In Rosen's Discrete Mathematics and Its Applications, the connectivity relation of a relation $R$ on a set $A$ is defined to be $$R^*=\bigcup_{n=1}^\infty R^n$$ Because $R^n$ consists of all the pairs $(a,b)$ such that there is a path length of length $n$ from $a\in A$ to $b\in A$, the definition above implies that the connectivity relation contains every possible path from $a$ to $b$, with the only restriction on the length of the path being that it is greater than or equal to one (that is, that a path from $a$ to $b$ actually exists in the relation $R$).

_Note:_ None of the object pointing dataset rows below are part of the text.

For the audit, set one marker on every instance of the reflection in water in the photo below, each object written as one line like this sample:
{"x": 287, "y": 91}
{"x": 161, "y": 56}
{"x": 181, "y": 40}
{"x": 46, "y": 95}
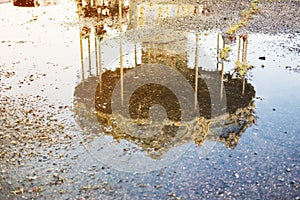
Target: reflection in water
{"x": 35, "y": 3}
{"x": 93, "y": 96}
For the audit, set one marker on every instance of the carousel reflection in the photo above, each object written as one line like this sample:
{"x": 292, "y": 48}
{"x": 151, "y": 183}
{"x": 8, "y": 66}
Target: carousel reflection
{"x": 93, "y": 96}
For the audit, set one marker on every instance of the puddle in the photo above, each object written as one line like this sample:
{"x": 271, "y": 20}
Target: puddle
{"x": 93, "y": 106}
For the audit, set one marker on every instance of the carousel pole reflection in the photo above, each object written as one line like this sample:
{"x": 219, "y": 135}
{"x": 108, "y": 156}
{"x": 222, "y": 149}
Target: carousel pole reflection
{"x": 244, "y": 60}
{"x": 81, "y": 55}
{"x": 89, "y": 54}
{"x": 121, "y": 54}
{"x": 196, "y": 71}
{"x": 96, "y": 55}
{"x": 100, "y": 64}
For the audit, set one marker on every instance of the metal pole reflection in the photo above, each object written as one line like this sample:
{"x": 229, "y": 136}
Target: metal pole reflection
{"x": 121, "y": 54}
{"x": 196, "y": 71}
{"x": 81, "y": 55}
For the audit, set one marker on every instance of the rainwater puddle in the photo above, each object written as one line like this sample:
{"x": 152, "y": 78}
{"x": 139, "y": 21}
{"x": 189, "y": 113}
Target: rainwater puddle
{"x": 91, "y": 107}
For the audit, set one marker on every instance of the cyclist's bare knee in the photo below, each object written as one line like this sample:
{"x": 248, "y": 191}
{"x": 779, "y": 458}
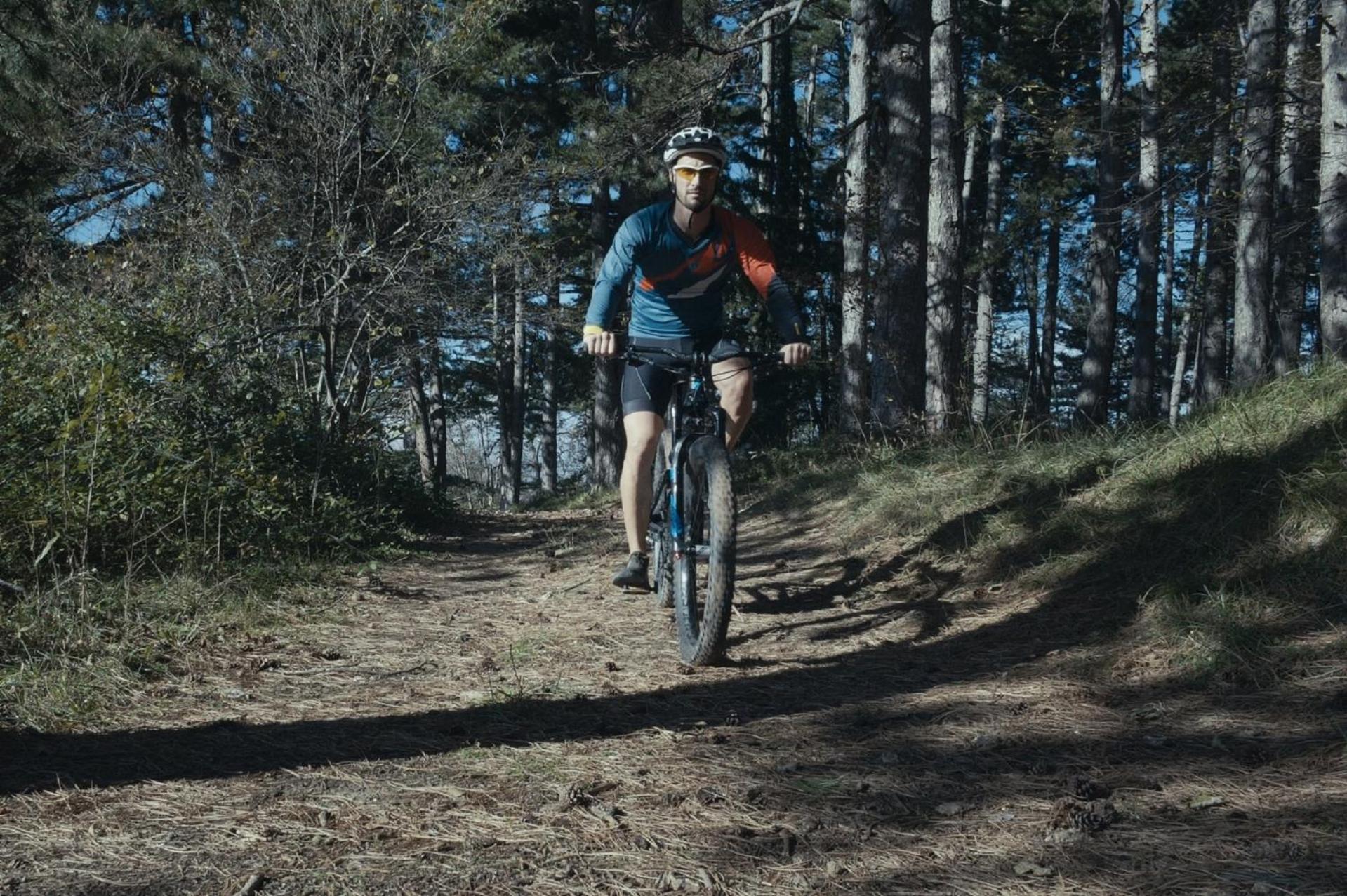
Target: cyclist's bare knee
{"x": 643, "y": 433}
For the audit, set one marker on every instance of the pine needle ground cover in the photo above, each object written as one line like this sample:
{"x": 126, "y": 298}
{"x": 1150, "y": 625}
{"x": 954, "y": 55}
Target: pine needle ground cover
{"x": 985, "y": 667}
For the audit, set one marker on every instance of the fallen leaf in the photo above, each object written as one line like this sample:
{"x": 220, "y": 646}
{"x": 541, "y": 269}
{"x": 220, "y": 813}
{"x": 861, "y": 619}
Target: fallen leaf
{"x": 1206, "y": 802}
{"x": 1032, "y": 869}
{"x": 954, "y": 809}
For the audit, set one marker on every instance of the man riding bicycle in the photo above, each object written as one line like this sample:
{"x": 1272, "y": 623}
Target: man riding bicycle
{"x": 682, "y": 253}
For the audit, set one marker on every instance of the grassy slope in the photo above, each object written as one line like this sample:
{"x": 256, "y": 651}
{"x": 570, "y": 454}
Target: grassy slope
{"x": 1228, "y": 533}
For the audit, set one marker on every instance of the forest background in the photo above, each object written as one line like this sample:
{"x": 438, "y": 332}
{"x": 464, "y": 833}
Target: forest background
{"x": 278, "y": 278}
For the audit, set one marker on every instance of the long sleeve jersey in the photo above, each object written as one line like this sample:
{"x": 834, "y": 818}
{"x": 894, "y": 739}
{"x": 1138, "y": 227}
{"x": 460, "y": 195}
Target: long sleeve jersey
{"x": 681, "y": 283}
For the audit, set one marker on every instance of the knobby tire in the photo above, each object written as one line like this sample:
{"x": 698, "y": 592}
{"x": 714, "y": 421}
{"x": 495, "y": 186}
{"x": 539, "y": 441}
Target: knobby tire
{"x": 703, "y": 616}
{"x": 661, "y": 542}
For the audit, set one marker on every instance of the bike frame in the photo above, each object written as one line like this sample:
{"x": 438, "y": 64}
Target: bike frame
{"x": 693, "y": 399}
{"x": 691, "y": 396}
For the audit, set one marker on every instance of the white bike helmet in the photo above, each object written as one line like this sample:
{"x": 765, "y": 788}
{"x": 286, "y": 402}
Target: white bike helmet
{"x": 696, "y": 140}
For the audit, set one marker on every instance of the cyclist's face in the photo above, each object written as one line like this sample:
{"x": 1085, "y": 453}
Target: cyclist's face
{"x": 696, "y": 177}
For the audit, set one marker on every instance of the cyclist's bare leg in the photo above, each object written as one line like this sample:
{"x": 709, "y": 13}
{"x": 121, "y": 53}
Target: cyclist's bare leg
{"x": 734, "y": 379}
{"x": 643, "y": 433}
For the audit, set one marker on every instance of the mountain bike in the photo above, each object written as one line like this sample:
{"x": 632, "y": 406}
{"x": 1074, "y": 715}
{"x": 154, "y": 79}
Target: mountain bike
{"x": 691, "y": 531}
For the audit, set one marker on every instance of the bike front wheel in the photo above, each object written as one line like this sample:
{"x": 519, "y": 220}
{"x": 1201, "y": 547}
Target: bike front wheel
{"x": 703, "y": 575}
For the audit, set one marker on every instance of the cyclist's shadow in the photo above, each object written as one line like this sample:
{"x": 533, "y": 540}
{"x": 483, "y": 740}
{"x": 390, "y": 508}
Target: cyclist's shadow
{"x": 797, "y": 597}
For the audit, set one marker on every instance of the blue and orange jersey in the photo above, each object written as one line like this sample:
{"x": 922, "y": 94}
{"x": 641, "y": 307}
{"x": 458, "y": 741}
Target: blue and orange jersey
{"x": 681, "y": 283}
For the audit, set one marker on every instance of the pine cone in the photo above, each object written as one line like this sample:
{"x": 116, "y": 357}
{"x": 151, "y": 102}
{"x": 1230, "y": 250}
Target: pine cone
{"x": 1090, "y": 817}
{"x": 1084, "y": 787}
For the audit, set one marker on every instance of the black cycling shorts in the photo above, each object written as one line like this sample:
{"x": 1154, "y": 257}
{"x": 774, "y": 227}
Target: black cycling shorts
{"x": 648, "y": 387}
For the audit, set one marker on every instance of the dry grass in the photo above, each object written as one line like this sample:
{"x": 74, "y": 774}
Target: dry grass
{"x": 493, "y": 718}
{"x": 1033, "y": 676}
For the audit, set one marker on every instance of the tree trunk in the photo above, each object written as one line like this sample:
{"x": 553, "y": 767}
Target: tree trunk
{"x": 767, "y": 116}
{"x": 1193, "y": 300}
{"x": 970, "y": 163}
{"x": 1097, "y": 370}
{"x": 1167, "y": 333}
{"x": 990, "y": 244}
{"x": 854, "y": 243}
{"x": 605, "y": 426}
{"x": 898, "y": 371}
{"x": 1030, "y": 304}
{"x": 439, "y": 420}
{"x": 516, "y": 471}
{"x": 1292, "y": 175}
{"x": 548, "y": 476}
{"x": 1253, "y": 248}
{"x": 1218, "y": 282}
{"x": 419, "y": 406}
{"x": 943, "y": 220}
{"x": 1141, "y": 405}
{"x": 1048, "y": 344}
{"x": 1332, "y": 181}
{"x": 504, "y": 396}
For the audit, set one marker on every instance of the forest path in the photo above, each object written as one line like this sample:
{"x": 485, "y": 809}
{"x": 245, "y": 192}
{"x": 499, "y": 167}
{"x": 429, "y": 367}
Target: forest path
{"x": 492, "y": 717}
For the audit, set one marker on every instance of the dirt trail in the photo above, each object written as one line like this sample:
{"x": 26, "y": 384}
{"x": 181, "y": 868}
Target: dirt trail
{"x": 492, "y": 717}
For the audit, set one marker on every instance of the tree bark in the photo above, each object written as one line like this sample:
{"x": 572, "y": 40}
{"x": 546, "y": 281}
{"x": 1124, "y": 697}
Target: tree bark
{"x": 943, "y": 220}
{"x": 1218, "y": 281}
{"x": 898, "y": 371}
{"x": 1167, "y": 332}
{"x": 990, "y": 244}
{"x": 1030, "y": 304}
{"x": 439, "y": 418}
{"x": 1097, "y": 370}
{"x": 1332, "y": 181}
{"x": 504, "y": 398}
{"x": 1292, "y": 175}
{"x": 1141, "y": 405}
{"x": 767, "y": 116}
{"x": 854, "y": 243}
{"x": 1048, "y": 344}
{"x": 516, "y": 471}
{"x": 419, "y": 406}
{"x": 1193, "y": 302}
{"x": 548, "y": 477}
{"x": 1253, "y": 248}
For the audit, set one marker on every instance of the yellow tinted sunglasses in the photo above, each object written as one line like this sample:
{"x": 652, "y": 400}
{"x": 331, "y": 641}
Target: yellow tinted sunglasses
{"x": 691, "y": 173}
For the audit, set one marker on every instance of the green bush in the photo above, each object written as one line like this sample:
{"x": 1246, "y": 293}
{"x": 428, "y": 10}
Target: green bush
{"x": 128, "y": 443}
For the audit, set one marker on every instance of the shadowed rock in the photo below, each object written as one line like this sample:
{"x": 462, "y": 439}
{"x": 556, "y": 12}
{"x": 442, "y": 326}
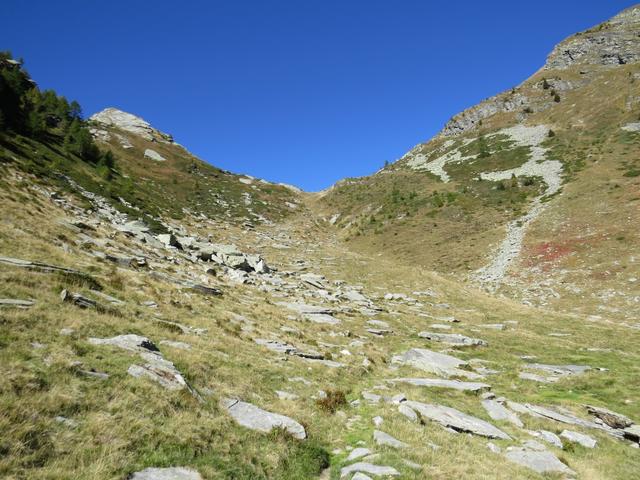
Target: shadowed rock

This much I understand; however, Rosen goes on to show that if $A$ contains $n$ elements and there is a path of length at least one in $R$ from $a$ to $b$, then there is such a path from $a$ to $b$ with a length not exceeding $n$. (This lemma makes intuitive sense because a longer path would necessarily form a loop, which could be removed from the path to form a path of length $n$ or less.) Doesn't this mean that any element $(a,b)$ of the relation $R^m$, with $m>n$, must necessarily be a member of $R$, $R^2$, . . . , or $R^n$, and therefore a member of $\bigcup_{i=1}^n R^i$? In other words, if we can specify the cardinality of the set $A$ to be $n$, then can we neglect the terms in the uppermost definition that (in my understanding) do not contribute additional elements to the connectivity relation? Finally, if so, can we say that $$R^*=\bigcup_{i=1}^n R^i$$ which (at least to me) seems like a simpler, more practical definition of the connectivity relation?
If $A$ is a finite set, then you indeed have to look only finitely far. However, if we take an infinite set, we need the first definition. Therefore the first is more general.
If we consider, for example, the neighbour relation $R$ on the natural numbers $\Bbb N$, where $n\mathrel R m$ if and only if $n=m+1$ or $m=n+1$, then $\langle\Bbb N,R\rangle$ is path-connected, but we can find elements for which the shortest path is arbitrarily long.
Another reason to prefer $\bigcup_{i=1}^\infty R^i$ is that it does not need any information about $A$ to be defined. So it's a little "cleaner" perhaps.